Background: Cervical lordosis has been shown to be an important outcome of care; however, few conservative methods of rehabilitating sagittal cervical alignment have been reported.
Objective: To study whether a seated, retracted, extended, and compressed position would cause tension in the anterior cervical ligament, anterior disk, and muscle structures, and thereby restore cervical lordosis or increase the curvature in patients with loss of the cervical lordosis.
Study design: Nonrandomized, prospective, clinical control trial.
Methods: Thirty preselected patients, after diagnostic screening for tolerance to cervical extension with compression, were treated for the first 3 weeks of care using cervical manipulation and a new type of cervical extension-compression traction (vertical weight applied to the subject's forehead in the sitting position with a transverse load at the area of kyphosis). Pretreatment and posttreatment Visual Analogue Scale (VAS) pain ratings were compared along with pretreatment and posttreatment lateral cervical radiographs analyzed with the posterior tangent method for changes in alignment. Results are compared to a control group of 33 subjects receiving no treatment and matched for age, sex, weight, height, and pain.
Results: Control subjects reported no change in VAS pain ratings and had no statistical significant change in segmental or global cervical alignment on comparative lateral cervical radiographs (difference in all angle mean values < 1.3 degrees ) repeated an average of 8.5 months later.
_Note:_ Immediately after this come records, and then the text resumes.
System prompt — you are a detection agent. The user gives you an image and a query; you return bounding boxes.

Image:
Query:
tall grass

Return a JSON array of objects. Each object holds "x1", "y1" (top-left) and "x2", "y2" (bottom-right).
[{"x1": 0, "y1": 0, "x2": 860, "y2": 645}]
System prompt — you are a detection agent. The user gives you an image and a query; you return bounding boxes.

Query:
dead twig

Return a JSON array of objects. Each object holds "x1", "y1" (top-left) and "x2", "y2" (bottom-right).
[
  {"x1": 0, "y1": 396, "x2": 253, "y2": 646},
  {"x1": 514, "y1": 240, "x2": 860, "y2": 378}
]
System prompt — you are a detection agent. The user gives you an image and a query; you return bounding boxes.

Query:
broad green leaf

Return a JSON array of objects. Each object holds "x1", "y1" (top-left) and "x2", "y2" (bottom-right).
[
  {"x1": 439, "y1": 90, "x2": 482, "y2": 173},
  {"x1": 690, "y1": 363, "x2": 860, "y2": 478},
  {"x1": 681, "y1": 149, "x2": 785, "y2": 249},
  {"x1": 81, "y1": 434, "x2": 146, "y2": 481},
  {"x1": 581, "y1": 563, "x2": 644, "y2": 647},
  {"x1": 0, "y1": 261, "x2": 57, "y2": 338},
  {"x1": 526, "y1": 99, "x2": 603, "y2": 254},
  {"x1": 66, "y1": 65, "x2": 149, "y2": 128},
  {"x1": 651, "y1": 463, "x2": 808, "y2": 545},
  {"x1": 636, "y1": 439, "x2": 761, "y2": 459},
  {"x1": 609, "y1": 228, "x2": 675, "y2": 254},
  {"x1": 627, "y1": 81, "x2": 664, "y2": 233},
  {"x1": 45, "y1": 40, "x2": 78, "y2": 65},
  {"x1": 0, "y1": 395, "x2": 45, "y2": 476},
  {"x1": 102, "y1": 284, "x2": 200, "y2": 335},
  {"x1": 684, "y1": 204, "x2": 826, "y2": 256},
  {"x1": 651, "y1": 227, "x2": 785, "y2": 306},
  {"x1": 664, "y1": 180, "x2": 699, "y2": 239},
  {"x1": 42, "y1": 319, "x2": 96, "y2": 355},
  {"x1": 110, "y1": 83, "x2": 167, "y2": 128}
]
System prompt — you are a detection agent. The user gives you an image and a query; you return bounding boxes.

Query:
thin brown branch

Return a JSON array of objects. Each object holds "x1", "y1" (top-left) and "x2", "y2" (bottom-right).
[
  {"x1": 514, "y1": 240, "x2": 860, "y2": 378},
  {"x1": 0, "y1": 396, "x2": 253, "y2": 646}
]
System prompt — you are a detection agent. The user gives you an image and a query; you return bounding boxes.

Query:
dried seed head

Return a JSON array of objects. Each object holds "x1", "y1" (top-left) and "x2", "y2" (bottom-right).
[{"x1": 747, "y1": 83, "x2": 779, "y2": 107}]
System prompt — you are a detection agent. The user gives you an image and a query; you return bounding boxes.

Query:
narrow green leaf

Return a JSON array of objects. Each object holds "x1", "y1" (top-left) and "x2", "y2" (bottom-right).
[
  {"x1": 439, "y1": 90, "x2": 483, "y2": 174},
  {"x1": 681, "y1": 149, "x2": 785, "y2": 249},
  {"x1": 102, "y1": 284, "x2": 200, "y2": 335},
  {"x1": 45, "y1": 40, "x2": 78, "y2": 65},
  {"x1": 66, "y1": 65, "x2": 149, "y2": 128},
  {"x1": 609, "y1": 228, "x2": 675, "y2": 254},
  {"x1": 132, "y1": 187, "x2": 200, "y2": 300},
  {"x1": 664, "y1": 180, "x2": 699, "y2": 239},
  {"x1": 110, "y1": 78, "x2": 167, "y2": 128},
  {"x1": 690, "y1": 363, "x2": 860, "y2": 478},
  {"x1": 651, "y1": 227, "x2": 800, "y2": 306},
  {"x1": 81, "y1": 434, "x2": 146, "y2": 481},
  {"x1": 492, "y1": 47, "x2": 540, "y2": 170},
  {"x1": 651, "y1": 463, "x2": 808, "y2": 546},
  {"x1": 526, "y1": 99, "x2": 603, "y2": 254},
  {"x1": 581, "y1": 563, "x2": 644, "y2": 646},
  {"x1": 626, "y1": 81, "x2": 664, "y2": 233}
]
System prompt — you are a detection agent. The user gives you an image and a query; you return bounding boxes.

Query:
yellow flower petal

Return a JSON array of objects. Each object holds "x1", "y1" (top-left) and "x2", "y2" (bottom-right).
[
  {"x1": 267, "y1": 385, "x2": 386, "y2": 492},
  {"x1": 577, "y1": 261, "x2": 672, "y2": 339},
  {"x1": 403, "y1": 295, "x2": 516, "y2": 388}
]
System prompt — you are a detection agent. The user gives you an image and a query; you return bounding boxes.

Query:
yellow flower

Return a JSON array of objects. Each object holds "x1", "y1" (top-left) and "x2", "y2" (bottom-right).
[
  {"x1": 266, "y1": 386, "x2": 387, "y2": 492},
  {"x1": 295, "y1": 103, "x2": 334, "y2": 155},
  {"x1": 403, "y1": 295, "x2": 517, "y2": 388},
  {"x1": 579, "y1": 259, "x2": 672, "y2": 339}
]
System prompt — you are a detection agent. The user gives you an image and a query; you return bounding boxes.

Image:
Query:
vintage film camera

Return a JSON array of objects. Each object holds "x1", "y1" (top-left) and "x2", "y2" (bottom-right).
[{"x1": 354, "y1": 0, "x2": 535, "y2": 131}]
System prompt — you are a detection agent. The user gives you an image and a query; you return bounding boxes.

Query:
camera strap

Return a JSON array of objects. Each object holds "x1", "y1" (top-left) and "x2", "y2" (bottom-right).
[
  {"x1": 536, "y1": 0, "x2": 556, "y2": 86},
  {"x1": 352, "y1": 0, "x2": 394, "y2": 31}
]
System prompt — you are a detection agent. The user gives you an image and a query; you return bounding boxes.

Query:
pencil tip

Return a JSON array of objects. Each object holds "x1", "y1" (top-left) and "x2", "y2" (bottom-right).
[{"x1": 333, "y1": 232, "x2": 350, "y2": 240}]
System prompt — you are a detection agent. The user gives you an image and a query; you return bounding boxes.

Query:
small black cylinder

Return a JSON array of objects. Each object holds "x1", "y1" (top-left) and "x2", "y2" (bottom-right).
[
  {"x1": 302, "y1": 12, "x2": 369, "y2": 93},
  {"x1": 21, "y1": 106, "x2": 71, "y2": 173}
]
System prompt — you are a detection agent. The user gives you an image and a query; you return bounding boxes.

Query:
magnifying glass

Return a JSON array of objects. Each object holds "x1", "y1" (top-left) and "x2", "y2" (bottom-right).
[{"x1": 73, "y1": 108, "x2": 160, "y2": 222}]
For the traction group, VAS ratings were 4.1 pretreatment and 1.1 posttreatment. On comparative lateral cervical radiographs repeated after an average of 38 visits over 14.6 weeks, 10 angles and 2 distances showed statistically significant improvements, including anterior head weight bearing (mean improvement of 11 mm), Cobb angle at C2-C7 (mean improvement of -13.6 degrees ), and the angle of intersection of the posterior tangents at C2-C7 (mean improvement of 17.9 degrees ). Twenty-one (70%) of the treatment group subjects were followed for an additional 14 months; improvements in cervical lordosis and anterior weight bearing were maintained.
Conclusions: Chiropractic biophysics (CBP) technique's extension-compression 2-way cervical traction combined with spinal manipulation decreased chronic neck pain intensity and improved cervical lordosis in 38 visits over 14.6 weeks, as indicated by increases in segmental and global cervical alignment. Anterior head weight-bearing was reduced by 11 mm; Cobb angles averaged an increase of 13 degrees to 14 degrees; and the angle of intersection of posterior tangents on C2 and C7 averaged 17.9 degrees of improvement.